The Defense Department program that contracts out billions of dollars in health care services for military families has not accurately identified how much it has spent in error, the Pentagon’s inspector general said in a report made public this week.
The Defense Health Agency’s Military Health Benefits program, which spends about $23 billion a year, “did not have adequate processes to identify improper payments and produce a reliable improper payment estimate” for fiscal 2021, the report said.
By sharp contrast, the Pentagon’s Agency Financial Report for fiscal 2021, produced in November, said the agency had 95 percent confidence in the accuracy of its process for tracking overpayments in the Military Health Benefits program.
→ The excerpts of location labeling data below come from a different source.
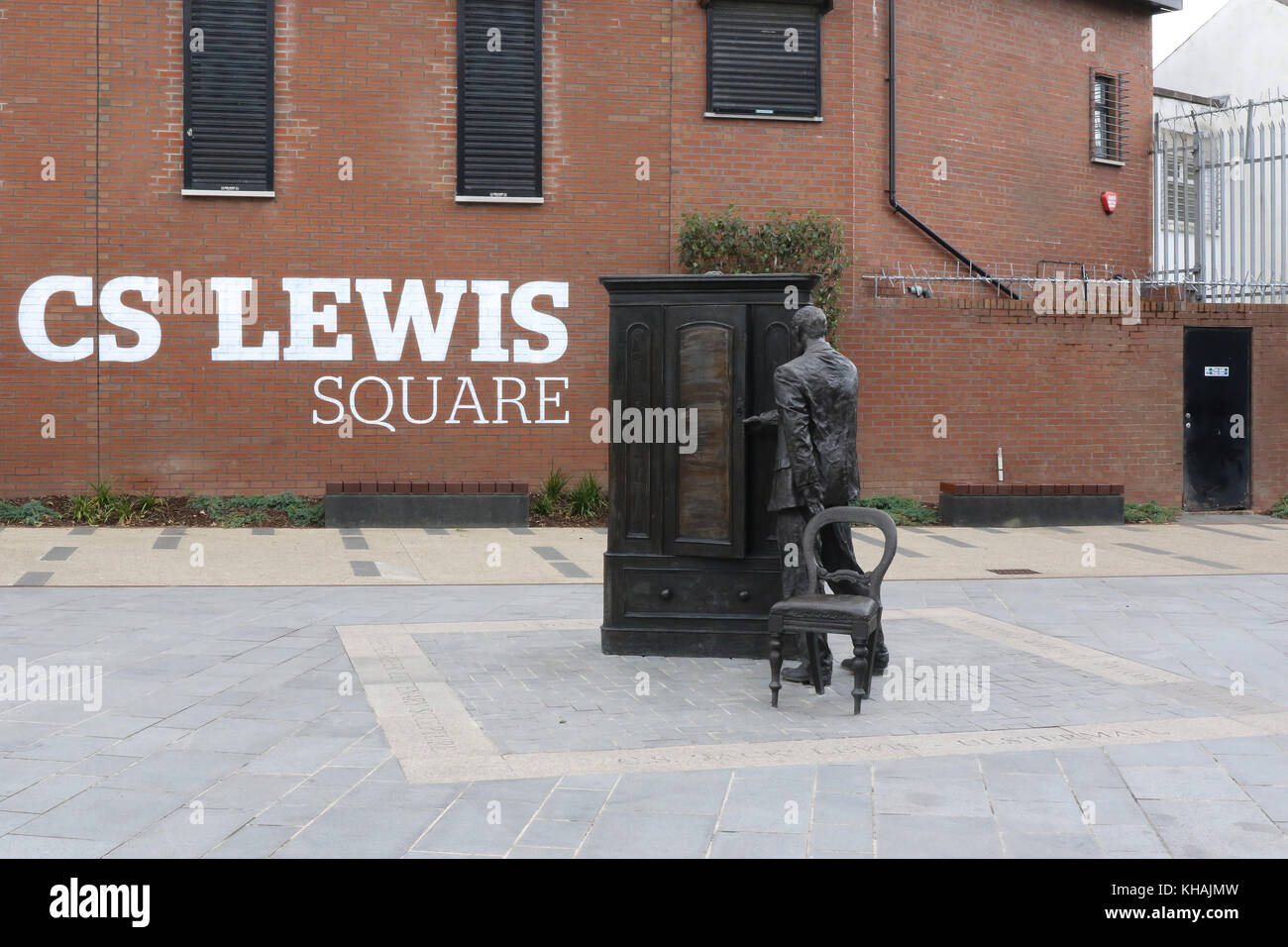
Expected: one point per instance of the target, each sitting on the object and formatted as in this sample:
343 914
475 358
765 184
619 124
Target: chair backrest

While this week’s inspector general report on that program covers just a fraction of the Pentagon’s nearly $665 billion in annual payments to people, contractors and other entities, the audit begs the question of how much worse the improper payments problem is across the department than defense officials have said.
The Pentagon inspector general is required by law to report annually on the department’s overall performance in controlling improper payments, but that report has yet to be released.
Improper payments include overpayments and underpayments. The term also covers payments to an ineligible recipient or for an ineligible good or service, or spending on goods or services that were not received. Also included are instances when it is not clear whether the payment was proper, due to a lack of documentation.
Federal auditors have consistently reported that improper payments at the Pentagon are a significant management challenge. Even if only a tiny fraction of the department’s enormous budget is spent in error, the sums can be considerable.
For instance, in fiscal 2020, the department disclosed in its Agency Financial Report that nearly 2 percent of its spending, or $11.4 billion, was considered improper, most of it due to a lack of documentation to explain the expenditures.
Then, in November, the Pentagon’s latest report, which covered its fiscal 2021 finances, said the situation had improved markedly. The November report said improper payments were down to $2.5 billion — still a sizable sum but nearly $9 billion less than the previous year. The decrease was mostly due, the report said, to “corrective actions” in payroll accounts.
‘Means for improving’
The Defense Health Agency’s Military Health Benefits program provides TRICARE health care services to more than 9 million military personnel, veterans, retirees and their families, the IG report noted.
The Pentagon reported in fiscal 2020 that the benefits program had $339 million in improper payments. Then, in November’s fiscal 2021 annual report, the number had been cut roughly in half to $167 million in fiscal 2020. In the report, the department expressed 95 percent confidence in the methodology that produced that finding. But the latter figure is the one the IG report calls into question.
The Defense Health Agency director, Lt. Gen. Ronald J. Place, in a Dec. 17 letter included in the report, concurred with the inspector general’s recommendations for detailed ways to improve controls.
The agency “continues to strive for achieving appropriateness in the identification and reporting of improper payments under the Military Health Benefits program,” Place wrote. “The Agency welcomes the findings as a method for identifying areas of potential weakness and a means for improving operation procedures.”